Monday, May 16, 2011

The Law and The Nine

In Chief Justice John Roberts’ confirmation hearings, during his introductory speech, he made this analogy:
Judges and justices are servants of the law, not the other way around. Judges are like umpires. Umpires don’t make the rules; they apply them. 

The role of an umpire and a judge is critical. They make sure everybody plays by the rules. 

But it is a limited role. Nobody ever went to a ball game to see the umpire.
I’m about finished with The Nine, Inside the Secret World of the Supreme Court, by Jeffrey Toobin. The above quote was in a recent chapter, and I perked up and thought, “Yes, that’s what I think.” But the author is less positive. He says, basically, Roberts is naïve and wrong, because justices clearly do make law.

A book like this is quick to become a bit dated and become merely a historical viewpoint; it was published in 2007, so Sotomayor and Kagen are missing. Still, it has some good inside information. One interesting thing about this book is the fairly obvious self-view of the author as just a historian, just a reporter, without bias. Yet to a conservative, while much of what he says in The Nine is historically accurate, his bias is evident.

Of all the justices he talks about, he spends the most time on Justice Sandra Day O’Connor, covering her thought processes pretty thoroughly, and clearly admiring her special skill of finding the middle ground, her "brilliant" ability to avoid coming down on either one side or the other. He is disdainful (and quotes O’Connor as disdainful) of Scalia for being such a doctrinaire originalist. There is clearly a roll of the eyes at anyone who would consider the law to be, not a living whatever-we-say-it-is amorphous mass, but rather a written, solid, steady, unchanging expectation. As if that were so outré, so neanderthal--even though it's the basis of lawful order in the formula for civilization.

The very purpose of writing a law is to make it solid and unchanging (unless one goes through an actual process to change it). I have a friend who taught Constitutional Law and we were once discussing some chain of thought followed by the court, and I said, “But it doesn’t mean that; anybody who reads the Constitution knows it means…” (whatever the particular topic was). And he agreed and added, “It takes years of study and education to make it possible to come up with an idea that wrong.”

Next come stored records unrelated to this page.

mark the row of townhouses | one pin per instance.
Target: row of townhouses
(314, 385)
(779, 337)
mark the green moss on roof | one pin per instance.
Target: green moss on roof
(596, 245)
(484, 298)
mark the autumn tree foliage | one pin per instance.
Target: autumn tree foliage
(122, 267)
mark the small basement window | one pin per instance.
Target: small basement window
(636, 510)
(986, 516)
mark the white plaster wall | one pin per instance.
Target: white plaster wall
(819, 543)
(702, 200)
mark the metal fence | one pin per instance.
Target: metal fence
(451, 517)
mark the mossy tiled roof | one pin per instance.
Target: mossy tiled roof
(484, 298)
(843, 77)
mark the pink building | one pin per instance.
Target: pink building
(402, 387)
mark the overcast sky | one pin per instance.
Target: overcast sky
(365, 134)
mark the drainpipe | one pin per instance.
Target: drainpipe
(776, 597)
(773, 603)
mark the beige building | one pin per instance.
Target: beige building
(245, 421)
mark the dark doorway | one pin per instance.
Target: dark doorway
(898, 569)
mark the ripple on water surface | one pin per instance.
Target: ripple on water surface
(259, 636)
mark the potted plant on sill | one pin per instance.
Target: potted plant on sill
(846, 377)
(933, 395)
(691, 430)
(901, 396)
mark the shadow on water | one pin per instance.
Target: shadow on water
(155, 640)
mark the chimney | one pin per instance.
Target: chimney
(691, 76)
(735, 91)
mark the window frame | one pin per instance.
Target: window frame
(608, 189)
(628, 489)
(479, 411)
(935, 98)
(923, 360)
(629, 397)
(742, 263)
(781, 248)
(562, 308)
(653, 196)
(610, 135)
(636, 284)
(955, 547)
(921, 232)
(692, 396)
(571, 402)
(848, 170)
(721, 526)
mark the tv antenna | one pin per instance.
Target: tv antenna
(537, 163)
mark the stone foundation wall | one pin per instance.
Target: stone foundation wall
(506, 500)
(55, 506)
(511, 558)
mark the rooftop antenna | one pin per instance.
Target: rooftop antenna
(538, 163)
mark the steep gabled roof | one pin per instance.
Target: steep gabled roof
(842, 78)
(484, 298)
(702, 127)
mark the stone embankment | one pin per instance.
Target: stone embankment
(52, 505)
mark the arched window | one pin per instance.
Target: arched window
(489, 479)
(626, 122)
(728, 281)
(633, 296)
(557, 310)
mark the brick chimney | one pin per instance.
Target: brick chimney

He also told me that, in order to be accredited, a Constitutional Law class is expected to teach case law, stare decisis (respecting precedents established by prior decisions). A law school can lose its accreditation for teaching that the Roe v. Wade decision is not the settled law of the land, even though there is a widespread view (even among pro-abortion justices) that the decision was seriously flawed in its reasoning. It is typical, even standard, for a Constitutional Law class to not even require reading of the actual Constitution, nor to look at the intended meaning of the founders known through their contemporaneous writings.

It seems to me, if the law is simply what a majority of unelected black-robed individuals say it is, that is oligarchy, a tyranny, even when a benevolent one. And I reject that, since it is not what I pledge allegiance to, nor what my flag represents.

So the question I have is, what do we do to reject erroneous court decisions? Lincoln suggested simply considering the bad decision to apply to the single case only, and have all future judgments relate to the written law. Great idea! But how do we, as a people, go about ignoring bad court decisions? Unless enough of us stand together. How do we do that? I’m still thinking about it. I’m open to nonviolent suggestions.